Tuesday, April 04, 2006

Orange Shuffle

So, I completed my first race on Sunday. I can officially be part of this generation since I am now the owner of a 5K/8K race T-shirt. Thanks to everyone who supported me financially, I was the top fundraiser for our team (about 70 people) and thanks to those that supported me with prayer, I was mostly successful in being gracious to the two women that I walked very slowly with. I do not at all mind strolling, but they complained about the fact that we were falling from the front of the group to the back of the group while never actually moving faster. They went so slowly that if I let my mind wander, I pulled 10 feet in front of them because my body fell into its normal commuting pace. But they were interesting to talk to and one of the women grew up in Danville, IL, the closest to Paradise most of us will get during our mortal stay.

The other major goal of the day was to give some visibility to Team World Vision, which is a new project to get people who already run in races and triathalons to offer sponsorship opprtunities to their networks. With bright orange T-shirts and a professional photographer who donated his time (let me know if you need a referral for Chicago-area photography), I think that goal was also mostly achieved. As proof of my contribution to that goal, I offer the following picture. I'm down front on the left between the two darker women.

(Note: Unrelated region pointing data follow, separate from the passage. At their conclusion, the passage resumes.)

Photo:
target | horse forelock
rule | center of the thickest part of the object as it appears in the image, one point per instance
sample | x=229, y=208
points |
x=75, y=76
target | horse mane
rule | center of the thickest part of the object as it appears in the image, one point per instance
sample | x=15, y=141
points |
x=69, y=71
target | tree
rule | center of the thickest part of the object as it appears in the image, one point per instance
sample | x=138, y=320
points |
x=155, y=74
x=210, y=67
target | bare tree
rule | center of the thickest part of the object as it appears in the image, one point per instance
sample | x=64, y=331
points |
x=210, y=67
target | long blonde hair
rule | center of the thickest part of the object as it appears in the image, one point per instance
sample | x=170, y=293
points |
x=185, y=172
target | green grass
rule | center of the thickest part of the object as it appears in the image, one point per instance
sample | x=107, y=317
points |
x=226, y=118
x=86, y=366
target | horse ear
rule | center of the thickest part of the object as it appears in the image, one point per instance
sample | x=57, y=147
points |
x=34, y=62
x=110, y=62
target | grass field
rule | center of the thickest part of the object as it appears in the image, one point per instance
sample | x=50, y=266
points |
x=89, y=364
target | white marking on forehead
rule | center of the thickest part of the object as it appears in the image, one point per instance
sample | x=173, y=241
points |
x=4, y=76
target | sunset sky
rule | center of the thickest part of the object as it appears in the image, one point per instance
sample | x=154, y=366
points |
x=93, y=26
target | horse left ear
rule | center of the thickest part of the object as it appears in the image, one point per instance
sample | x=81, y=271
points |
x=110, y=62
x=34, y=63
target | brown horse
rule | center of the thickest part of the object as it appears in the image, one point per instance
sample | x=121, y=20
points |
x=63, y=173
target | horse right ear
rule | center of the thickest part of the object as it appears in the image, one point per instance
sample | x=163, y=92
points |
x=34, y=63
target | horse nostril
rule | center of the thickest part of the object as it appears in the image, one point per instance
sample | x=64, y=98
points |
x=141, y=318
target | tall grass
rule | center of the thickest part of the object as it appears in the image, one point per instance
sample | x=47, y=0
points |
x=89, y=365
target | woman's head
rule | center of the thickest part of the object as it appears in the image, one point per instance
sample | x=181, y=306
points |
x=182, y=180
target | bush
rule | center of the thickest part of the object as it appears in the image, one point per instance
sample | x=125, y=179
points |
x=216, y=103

In my defense, the photographer acknowledged to us that he was asking for a corny pose for the sake of future marketing endeavors, so I respected his candor and gave him a corny pose. My friends Erika and Ryan were standing behind me and went along with it, too, so you can't make fun of just me. I find it interesting that I refrained from making "rock and roll!" hands (the ultimate in corny) because they are sometimes called devil's horns and Team World Vision is a Christian organization. Even more interesting is the fact that the guy who runs the program is standing two rows behind me doing exactly what I refrained from. Shows how much I know, doesn't it?

Thanks again to all of you for caring about me and about the kids who will not have a chance to fulfill the potential that all children are given at birth if someone doesn't change the world they are born into.